File systems are a critical part of any operating system, as they provide the structure and logic needed to store, retrieve, and manage data on computer storage devices. At a basic level, a file system defines how data is arranged and accessed on a storage device. But file systems also include important functions like access control, scaling, redundancy, and file protection. Without a properly designed file system, an operating system would not be able to reliably access data as needed.

In this article, we will provide an overview and comparison of some of the most widely used file systems today across various operating systems and devices.
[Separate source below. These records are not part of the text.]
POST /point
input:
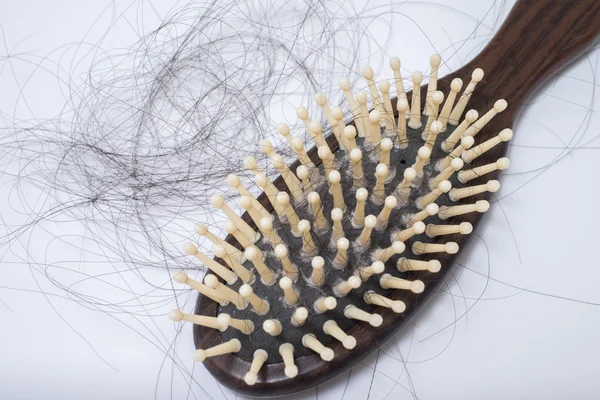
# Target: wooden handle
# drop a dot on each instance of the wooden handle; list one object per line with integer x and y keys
{"x": 537, "y": 39}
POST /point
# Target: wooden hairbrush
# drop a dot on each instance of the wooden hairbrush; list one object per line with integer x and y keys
{"x": 349, "y": 242}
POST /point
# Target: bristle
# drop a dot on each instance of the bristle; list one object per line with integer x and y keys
{"x": 309, "y": 249}
{"x": 260, "y": 306}
{"x": 245, "y": 326}
{"x": 368, "y": 74}
{"x": 457, "y": 111}
{"x": 303, "y": 174}
{"x": 202, "y": 230}
{"x": 415, "y": 109}
{"x": 465, "y": 144}
{"x": 321, "y": 223}
{"x": 460, "y": 193}
{"x": 203, "y": 289}
{"x": 400, "y": 92}
{"x": 374, "y": 269}
{"x": 291, "y": 181}
{"x": 260, "y": 357}
{"x": 434, "y": 61}
{"x": 339, "y": 126}
{"x": 402, "y": 107}
{"x": 350, "y": 137}
{"x": 405, "y": 264}
{"x": 245, "y": 275}
{"x": 417, "y": 228}
{"x": 290, "y": 294}
{"x": 388, "y": 111}
{"x": 271, "y": 191}
{"x": 319, "y": 247}
{"x": 356, "y": 167}
{"x": 454, "y": 166}
{"x": 272, "y": 327}
{"x": 422, "y": 158}
{"x": 283, "y": 199}
{"x": 452, "y": 140}
{"x": 324, "y": 304}
{"x": 304, "y": 159}
{"x": 430, "y": 210}
{"x": 344, "y": 287}
{"x": 235, "y": 182}
{"x": 224, "y": 273}
{"x": 289, "y": 269}
{"x": 384, "y": 215}
{"x": 284, "y": 130}
{"x": 232, "y": 296}
{"x": 352, "y": 105}
{"x": 335, "y": 178}
{"x": 302, "y": 114}
{"x": 372, "y": 297}
{"x": 299, "y": 316}
{"x": 316, "y": 131}
{"x": 358, "y": 217}
{"x": 317, "y": 277}
{"x": 266, "y": 227}
{"x": 364, "y": 240}
{"x": 436, "y": 99}
{"x": 455, "y": 87}
{"x": 388, "y": 281}
{"x": 474, "y": 129}
{"x": 231, "y": 346}
{"x": 341, "y": 256}
{"x": 286, "y": 351}
{"x": 375, "y": 119}
{"x": 504, "y": 136}
{"x": 310, "y": 341}
{"x": 464, "y": 228}
{"x": 255, "y": 256}
{"x": 480, "y": 206}
{"x": 247, "y": 204}
{"x": 338, "y": 229}
{"x": 443, "y": 187}
{"x": 361, "y": 99}
{"x": 428, "y": 248}
{"x": 353, "y": 312}
{"x": 321, "y": 101}
{"x": 202, "y": 320}
{"x": 385, "y": 254}
{"x": 332, "y": 328}
{"x": 466, "y": 176}
{"x": 402, "y": 191}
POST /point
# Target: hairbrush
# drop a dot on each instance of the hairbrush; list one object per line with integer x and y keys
{"x": 350, "y": 241}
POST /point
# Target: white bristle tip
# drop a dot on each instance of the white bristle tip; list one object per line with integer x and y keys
{"x": 367, "y": 72}
{"x": 378, "y": 267}
{"x": 180, "y": 277}
{"x": 477, "y": 75}
{"x": 302, "y": 113}
{"x": 465, "y": 228}
{"x": 435, "y": 60}
{"x": 175, "y": 315}
{"x": 482, "y": 205}
{"x": 190, "y": 249}
{"x": 419, "y": 226}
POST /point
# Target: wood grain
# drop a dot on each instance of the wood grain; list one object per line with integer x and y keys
{"x": 538, "y": 38}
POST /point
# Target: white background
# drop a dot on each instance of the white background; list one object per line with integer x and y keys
{"x": 530, "y": 336}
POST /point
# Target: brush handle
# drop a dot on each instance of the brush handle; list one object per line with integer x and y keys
{"x": 537, "y": 39}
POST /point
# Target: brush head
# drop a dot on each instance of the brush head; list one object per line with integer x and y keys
{"x": 351, "y": 291}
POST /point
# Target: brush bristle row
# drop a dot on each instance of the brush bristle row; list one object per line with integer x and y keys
{"x": 350, "y": 227}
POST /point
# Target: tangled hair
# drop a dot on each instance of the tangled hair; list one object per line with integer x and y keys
{"x": 103, "y": 195}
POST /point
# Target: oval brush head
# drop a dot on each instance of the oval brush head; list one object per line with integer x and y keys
{"x": 350, "y": 240}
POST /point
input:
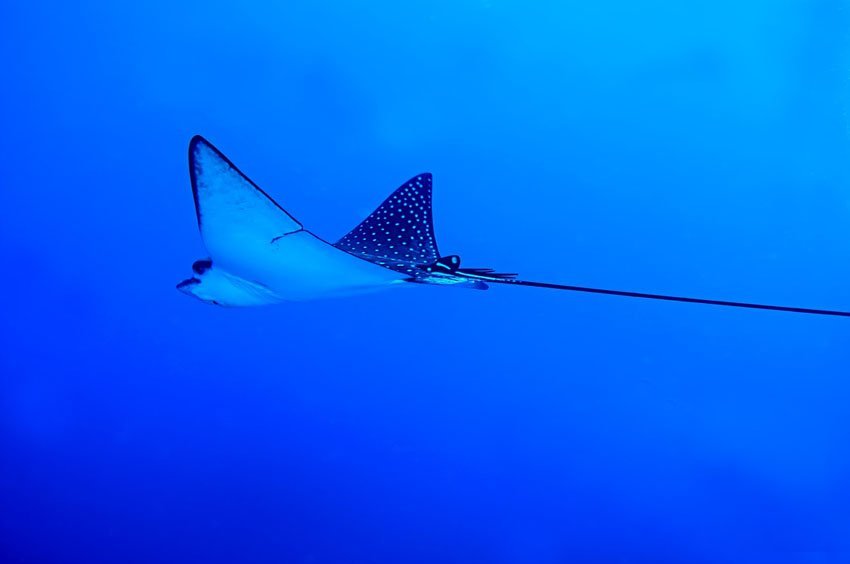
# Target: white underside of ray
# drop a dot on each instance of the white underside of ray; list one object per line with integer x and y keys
{"x": 260, "y": 254}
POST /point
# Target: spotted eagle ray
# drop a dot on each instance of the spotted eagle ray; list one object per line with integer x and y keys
{"x": 259, "y": 254}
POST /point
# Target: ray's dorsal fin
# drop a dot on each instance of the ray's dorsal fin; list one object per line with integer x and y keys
{"x": 400, "y": 229}
{"x": 232, "y": 211}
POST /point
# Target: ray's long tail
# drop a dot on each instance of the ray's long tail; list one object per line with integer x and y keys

We will look at general-purpose file systems like NTFS, FAT32, HFS+, and ext4, as well as specialized file systems like APFS and XFS. Understanding the key differences between file systems can help explain why certain file systems are better suited for certain use cases and devices.

FAT32

The FAT32 file system was introduced with Windows 95 in August 1996 (Wikipedia). It was developed jointly by Microsoft and MS-DOS creator Seattle Computer Products as an upgrade over the older FAT16 file system. FAT32 was designed to overcome limitations with FAT16, including improving support for larger hard drives (Wondershare).

FAT32 became commonly used on Windows 95, 98, and Me operating systems. It offered advantages like backward compatibility with older FAT file systems. FAT32 also helped Windows 95 and 98 handle larger drives over 2 GB. However, FAT32 had a major disadvantage in its 4 GB file size limit. This made it unsuitable for very large drives or files. Still, FAT32’s high compatibility and ease of use made it the standard file system for many years on desktop PCs and consumer devices.

exFAT

exFAT was introduced in 2006 as an evolution of the older FAT32 file system. It was designed by Microsoft to be used on flash drives and other external storage devices where FAT32’s limitations become problematic. Unlike FAT32, exFAT lifts the 4 GB file size limit, allowing much larger files to be stored. The maximum volume size with exFAT is 128 PB, compared to 2 TB for FAT32. exFAT also uses less overhead than FAT32, making it more efficient for flash drives.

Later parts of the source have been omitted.